EXIM has one advantage the alternatives do not: breadth of sectoral mandate. The LPO is energy-focused. The DFC is oriented toward international development. The Office of Strategic Capital specializes in defense. EXIM, with the MMIA expansion, would be the only federal institution with domestic manufacturing finance authority spanning the full range of strategic sectors, from critical minerals to shipbuilding to biotechnology to advanced computing. Combined with its existing institutional infrastructure and a legislative forcing function in the form of its December 2026 authorization expiration, EXIM is the natural starting point.

But the argument is not that it must be EXIM and only EXIM. If Congress determined that a different institutional home were more appropriate, the design principles outlined here would apply equally. What matters is that the capabilities exist somewhere: flexible instruments, adequate risk-bearing capacity, strategic sector focus, disciplined evaluation, and coordination across the federal investment toolkit. EXIM is the institution best positioned to absorb these capabilities now. But it is not the only possible answer, nor does it need to be.

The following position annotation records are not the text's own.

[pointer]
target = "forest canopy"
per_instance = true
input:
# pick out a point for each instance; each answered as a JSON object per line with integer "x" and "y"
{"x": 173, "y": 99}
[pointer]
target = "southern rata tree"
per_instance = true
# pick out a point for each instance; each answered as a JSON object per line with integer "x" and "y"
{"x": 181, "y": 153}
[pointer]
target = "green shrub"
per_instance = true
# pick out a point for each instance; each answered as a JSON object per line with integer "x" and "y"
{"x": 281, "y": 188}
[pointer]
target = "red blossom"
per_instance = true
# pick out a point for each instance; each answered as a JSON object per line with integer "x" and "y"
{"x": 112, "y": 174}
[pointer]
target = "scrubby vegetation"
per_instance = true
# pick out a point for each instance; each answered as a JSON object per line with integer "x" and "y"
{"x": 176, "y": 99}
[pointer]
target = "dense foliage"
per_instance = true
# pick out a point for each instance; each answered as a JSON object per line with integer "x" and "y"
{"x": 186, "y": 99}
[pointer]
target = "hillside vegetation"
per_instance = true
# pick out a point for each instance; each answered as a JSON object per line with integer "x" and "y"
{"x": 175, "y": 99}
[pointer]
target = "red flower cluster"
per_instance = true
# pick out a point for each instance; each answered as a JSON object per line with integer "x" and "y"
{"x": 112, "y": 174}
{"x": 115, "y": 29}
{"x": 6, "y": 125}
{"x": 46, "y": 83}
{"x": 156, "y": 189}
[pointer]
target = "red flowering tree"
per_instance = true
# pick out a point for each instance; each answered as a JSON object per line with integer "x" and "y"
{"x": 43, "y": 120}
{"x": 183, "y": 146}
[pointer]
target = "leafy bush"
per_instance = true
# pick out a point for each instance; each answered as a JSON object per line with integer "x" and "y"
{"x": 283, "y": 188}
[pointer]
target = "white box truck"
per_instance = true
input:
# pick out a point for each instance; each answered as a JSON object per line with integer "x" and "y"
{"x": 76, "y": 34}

Reform Proposals for Empowering EXIM

The aim of strategic capital is straightforward: to nourish and grow industries that are critical to national security and economic competitiveness but that private capital is not well positioned to finance on its own. Government would not replace private investment. It occupies the specific positions in the capital structure that private investors cannot fill, and in doing so, it catalyzes private capital at much greater scale than public commitments. The measure of success is not only what the government earns on its investment; it is how much total capital flows into strategic sectors as a result.

This principle has a corollary that is equally important: the instrument must match the problem. You do not deploy equity when debt suffices. You do not take a first-loss position when the private sector is already willing to invest. Every deployment of public capital should be the minimum intervention necessary to unlock the private capital that should follow.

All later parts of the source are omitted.